If you want to use something other than SilkyPix to do your RAW editing, then you'll be pleased to hear that version 6.2 of Adobe's Camera Raw plug-in for Photoshop CS5 and Lightroom 3 supports the RAW files created by the LX5.
So what is RAW, anyway, and why should you care? RAW images contain unprocessed image data from the LX5's sensor. This allows you to change things like exposure, white balance, color, and more, without degrading the quality of the image. The bad news is that you'll need to convert those RAW images to JPEGs for easy sharing, which can be time-consuming. RAW files are also considerably larger than JPEGs, and can slow down camera performance. Despite that, it's a very handy feature to have, especially when it allows you to extract the best possible image quality out of the LX5 (more on that later).

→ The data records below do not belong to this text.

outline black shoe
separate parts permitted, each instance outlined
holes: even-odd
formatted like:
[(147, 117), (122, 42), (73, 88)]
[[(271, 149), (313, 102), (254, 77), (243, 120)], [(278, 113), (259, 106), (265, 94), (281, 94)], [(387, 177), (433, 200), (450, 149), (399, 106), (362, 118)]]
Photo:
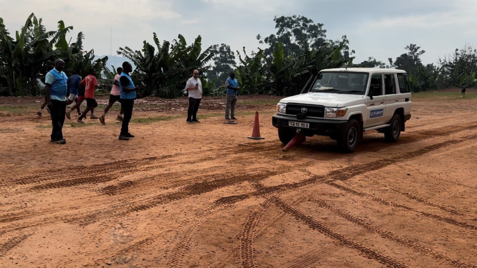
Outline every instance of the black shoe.
[(66, 144), (66, 140), (63, 139), (62, 140), (58, 140), (55, 142), (56, 144)]
[(124, 136), (124, 135), (120, 135), (119, 139), (122, 141), (129, 141), (129, 138), (128, 138), (127, 137)]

That brings us to movie editing. The Lumix DMC-LX5 records 720p video in two formats: AVCHD Lite and Motion JPEG (M-JPEG). The former looks great when you plug your camera into your HDTV, but it's a pain to edit on your PC. Heck, just finding the MTS files on your memory card isn't easy (here's a hint: /PRIVATE/AVCHD/BDMV/STREAM/). AVCHD Lite also allows for unlimited recording time (outside of Europe) and higher frame rates (sort of) than M-JPEG. Motion JPEG files have limited recording times and huge file sizes, but they're easier to edit and share on your PC.
PhotoFunStudio can play the AVCHD files on your PC without any problem. It can remove unwanted footage from a clip (though the interface is confusing), and can save a movie as an MPEG-2 file. Videos can also be burned to a DVD or saved on a memory card. Other options for video conversions in Windows include Handbrake, CoreAVC, or AVS Video Converter. For editing, Windows users will want to use something like Adobe Premiere, Pinnacle Studio, or Sony Vegas (view the full list here).
Mac users don't get any video viewing/editing software with the camera. If you just want to view the AVCHD Lite movies, try downloading VLC. If you want to convert them to other formats, I've had decent luck with both Handbrake as well as Toast Titanium 10 (which can also burn the movies to DVD or Blu-ray). You can edit the AVCHD Lite videos using iMovie or Final Cut, though do note that your not natively working with the MTS files -- the software converts them to another codec first.
It seems like all the camera manufacturers seem to be jumping on the "let's put the full manual on a CD" bandwagon this year. The LX5 comes with a thin "basic manual" to get you up and running. For more details, you'd need to load up the PDF file on an included CD-ROM disc. While the manuals are quite detailed, they're anything but user-friendly -- good thing I wrote this helpful review for you, eh? As for the software, the documentation for it will be installed onto your computer.